Qué tiempos tan extraños. Unos lloran a sus muertos en la fría soledad de sus salones, sin poder acompañar a sus seres queridos ni siquiera con un último adiós o un último beso. Otros -indiferentes a ese dolor- no dan abasto para disfrutar de las miles de series que se han liberado en Internet, entre una clase de zumba, otra de cocina y la última visita guiada, por supuesto virtual, al Museo del Prado.

El mundo se ha convertido un lugar solitario. Y extraño. Sobre todo extraño, porque mal que bien nuestro aislamiento se alivia cada día a las ocho con esos aplausos merecidos para nuestros médicos, enfermeros, policías, soldados, bomberos, transportistas, cajeros, farmacéuticos... Aplausos que se transforman en menos de lo que dura un suspiro en insultos, imprecaciones, bufidos, gruñidos y malas caras cuando por la calle aparecen un adulto y un niño paseando.

Nadie presta atención al aleteo del niño. Tampoco observan su rostro inexpresivo. Cómo pedirles que piensen -siquiera un segundo- que ese niño puede tener autismo, que ese niño puede ser discapacitado. 

Pedir empatía a quien tiene miedo es tan complicado como pedírsela al que se salta el confinamiento porque 'todo es mentira' y 'nadie se muere por el virus ese'.

¿Entonces?

El Real Decreto del pasado 14 de marzo establece que "durante la vigencia del estado de alarma" únicamente se podrá circular por la vía pública para realizar una seria de actividades concretas y que siempre "deberán realizarse individualmente, salvo que se acompañe a personas con discapacidad". Es más, una Instrucción del Ministerio de Sanidad del 19 marzo habilita "a las personas con discapacidad que tengan alteraciones conductuales [...] que se vean agravadas por la situación de confinamiento, y a un acompañante, a circular por las vías de uso público, siempre y cuando se respeten las medidas necesarias para evitar el contagio".

Desde entidades tan importantes como Autismo España ya han alertado de esta situación y Plena Inclusión, organización que representa a más de 140.000 personas con discapacidad y a 235.000 familiares en todo el territorio nacional, ha presentado una denuncia ante el Defensor del Pueblo para frenar el torrente de insultos que miles de discapacitados sufren a diario sencillamente por ejercer un derecho garantizado por ley.

Hay quienes, en cambio, a título individual o desde algunas asociaciones, piden vestir a nuestros hijos con un pañuelo azul para que los policías del balcón puedan identificarlos y así evitar las descalificaciones.

Gracias a Dios en casa Ana y yo no tenemos este problema.
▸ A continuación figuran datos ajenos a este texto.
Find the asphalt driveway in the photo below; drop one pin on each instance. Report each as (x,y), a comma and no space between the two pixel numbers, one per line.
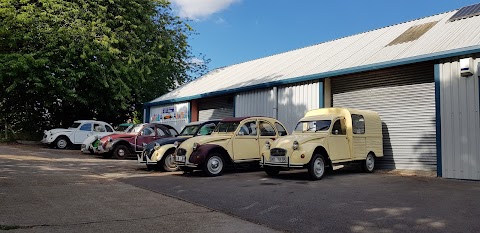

Hasta el día de hoy nuestro hijo con TEA sobrelleva el confinamiento mejor que nosotros y nuestra hija pequeña -de apenas año y medio- no tiene preocupaciones de ninguna clase.

Quizás nos cueste más opinar por este motivo, aunque si bien es cierto que los niños con TEA ya están suficientemente estigmatizados, marcados y señalados por la sociedad como para que además nosotros les pongamos un identificador extra, también lo es que quien tenga la absoluta necesidad de salir cada día a la calle con su hijo para mantener una suerte de rutina fingida aceptará colocar el pañuelo o lo que haga falta con tal de evitarle a la criatura los insultos y las malas caras.

No se trata de la opción que elija cada uno. Se trata del estigma, de la cruz amarilla en el pecho, de la letra escarlata, del sambenito. Nadie, absolutamente nadie debería ser señalado por su condición nacimiento, raza, sexo, religión u orientación sexual, pero tampoco por su condición neurológica o médica. Nadie merece ser señalado y menos un 2 de abril, Día Mundial de la Concienciación sobre el Autismo, por salir a pasear con o sin pañuelo azul. No podemos vivir encerrados en casa e increpados en la calle.